Also note that later i updated the docu, so the number of turns for each core changed. If you used the very first one i wrote, it will be slightly off.

Used the docu from post #68.

That does not sound right at all. Without load (i.e. no FET connected) it should not get hot, not even really warm, no matter if there is thermal paste or not. That, in combination with the awkwardly low output level you get from the driver, tells me that there is something wrong. Either with the supply voltages or with the solderwork on the circuit itself. Maybe soldered in a wrong (too low) value for R10, the pulldown connected to the FET's gate? Is the supply voltage to the driver a clean 12V DC?

Tonight I'll put together a new board and see how it behaves. Maybe there is some residue left from soldering - any kind of mess can behave badly in RF world. When I say'd no load I meant without R8 and R9 populated - R10 should have no effect at all.
The supply voltage looks OK, I've checked with scope and it is not showing any variations in voltage level. Even with BW problems, the scope should show if there is significant level change, but it's clean line.
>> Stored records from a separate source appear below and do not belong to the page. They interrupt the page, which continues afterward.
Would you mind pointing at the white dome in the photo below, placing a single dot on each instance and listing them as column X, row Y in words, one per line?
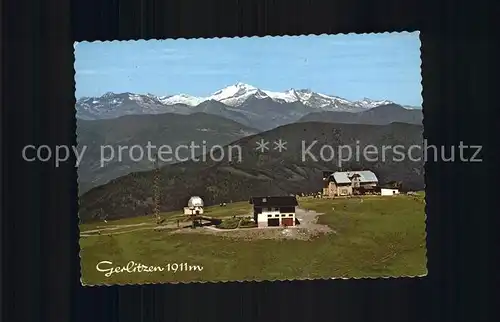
column 195, row 201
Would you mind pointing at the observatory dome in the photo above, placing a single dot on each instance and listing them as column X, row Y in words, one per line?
column 195, row 201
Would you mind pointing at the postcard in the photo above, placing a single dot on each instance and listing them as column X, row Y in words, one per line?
column 250, row 159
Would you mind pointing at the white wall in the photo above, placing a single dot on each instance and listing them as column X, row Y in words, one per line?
column 263, row 217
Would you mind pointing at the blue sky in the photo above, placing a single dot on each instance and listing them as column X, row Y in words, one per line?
column 353, row 66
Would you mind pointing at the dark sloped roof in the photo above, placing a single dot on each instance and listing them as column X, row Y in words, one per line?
column 276, row 201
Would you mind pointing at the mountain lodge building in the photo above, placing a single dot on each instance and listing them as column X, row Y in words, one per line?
column 274, row 211
column 348, row 183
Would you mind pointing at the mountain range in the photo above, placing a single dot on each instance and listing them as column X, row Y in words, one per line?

Unless you know what you are doing, using a tip to setup the circuit is a bad idea. If it drives the output stage too hard (improperly adjusted R19), it will almost instantly kill the FET when the SWR goes up (tip is hot).

It does not heat the tip, only the FET    But it clearly does something RF, because my hot-air station switch on when RF power is enabled. At least I can use it as remote control for hot-air.
I will not do any testing until my dummy load arrives. I'm getting short on parts.
 

You should also limit the output voltage from the dc/dc converter to a lower value using R32 first during testing. That will help to protect the FET  bit in case something goes wrong.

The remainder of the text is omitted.